CA Technologies announced results of a global study which revealed that while most organizations are committed to the full adoption of both agile and DevOps, many are struggling with key challenges and missing out on the extensive benefits these practices can have on their bottom line.
The study, “How Agile and DevOps Enable Digital Readiness and Transformation” found that while 75 percent of respondents recognize that agile and DevOps approaches drive significant business success when implemented together, only a relatively small proportion consider the consistency, depth and breadth of usage of these practices to be high.
The study showcases characteristics of ‘Agility Masters’ (the top 18 percent), which are organizations that are farthest along in the full adoption and doing most or nearly all of the right things to make agile and DevOps an essential part of how they function day by day.

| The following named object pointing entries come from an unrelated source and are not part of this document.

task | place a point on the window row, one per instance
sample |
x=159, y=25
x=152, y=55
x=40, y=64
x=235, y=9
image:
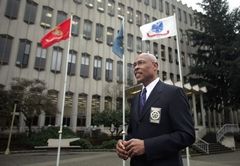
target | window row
x=160, y=51
x=56, y=61
x=172, y=77
x=109, y=104
x=47, y=13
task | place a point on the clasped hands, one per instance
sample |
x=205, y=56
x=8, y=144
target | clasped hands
x=130, y=148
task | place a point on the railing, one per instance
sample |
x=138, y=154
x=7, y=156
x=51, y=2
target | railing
x=202, y=145
x=227, y=128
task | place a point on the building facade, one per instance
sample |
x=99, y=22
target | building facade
x=95, y=75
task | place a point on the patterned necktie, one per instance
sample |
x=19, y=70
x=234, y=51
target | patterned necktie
x=143, y=98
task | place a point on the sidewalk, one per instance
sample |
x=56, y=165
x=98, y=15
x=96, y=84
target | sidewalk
x=69, y=158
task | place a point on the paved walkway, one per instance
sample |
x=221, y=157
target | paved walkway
x=103, y=159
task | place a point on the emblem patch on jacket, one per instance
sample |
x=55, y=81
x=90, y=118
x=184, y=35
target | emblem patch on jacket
x=155, y=115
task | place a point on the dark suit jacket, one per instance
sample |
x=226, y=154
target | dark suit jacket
x=175, y=131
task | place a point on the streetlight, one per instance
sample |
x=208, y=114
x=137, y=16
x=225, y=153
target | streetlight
x=7, y=151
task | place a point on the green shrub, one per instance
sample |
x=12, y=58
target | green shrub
x=40, y=138
x=111, y=144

These ‘Agility Masters’ are also more likely to use agile practices across other company functions, so it is unlikely a coincidence that these organizations are seeing a 60 percent higher rate of revenue and profit growth, and are 2.4 times more likely than their mainstream counterparts to be growing their businesses at a rate of over 20 percent.
“The pressure is on to make all parts of an organization as flexible as possible when responding to changing customer demands, user expectations, regulatory changes and – most important of all – market opportunities,” said Ayman Sayed, president and chief product officer, CA Technologies. “Business leaders need to be aggressive and intentional about driving adoption of agile and DevOps within their organizations. The success of their business depends on it.”
It’s Not All About Technology and Process: The People Perspective
The study also found that organizations are plagued by similar challenges: culture, skills, program investment and leadership alignment. The research highlights a widespread recognition that implementing agile and DevOps practices across the software lifecycle are not just a matter of new skills and working patterns. For some, it also requires a significant shift in mindset and behaviour and making those changes is very much a people issue – even at the executive level. Top priorities to improve effectiveness identified by respondents include:
- Improve the culture of the organization so it encourages and rewards collaboration (84 percent)
- More support and commitment from management at all levels (82 percent)
- Training for IT teams on how to collaborate and incorporate best practices into their day-to-day jobs (78 percent), and additional resources to help implement agile and DevOps practices (75 percent)
- Relieve time pressures so teams can implement effective agile and DevOps practices (74 percent)
Respondents also found it very difficult or challenging to find professionals that were familiar with agile methods (68 percent), had experience with DevOps (77 percent) and/or had collaborative cross-team working experience (67 percent). This clearly indicates a skills gap for the majority of organizations, which requires resources, especially training, to be made available.
“Raising the capability of the engineering team through a well-crafted careers development program will allow us to continue to recruit and retain high calibre individuals,” said a Chief Architect/CTO of a retail business interviewed for the study.
Connecting Execution to Business Outcomes
The connection between agile, DevOps and business outcomes centres around the continuous feedback loop running through live customer experiences to requirements engineering – showing how well software delivery is performing and supporting the business itself. To further reap the benefits of agile and DevOps, organizations must also leverage the responsiveness and flexibility offered by cloud, containers and other new code design and delivery architectures, with a smooth shift-left of all activities – such as continuous testing – and finer granularity of iteration across the whole of the software delivery and ops cycle.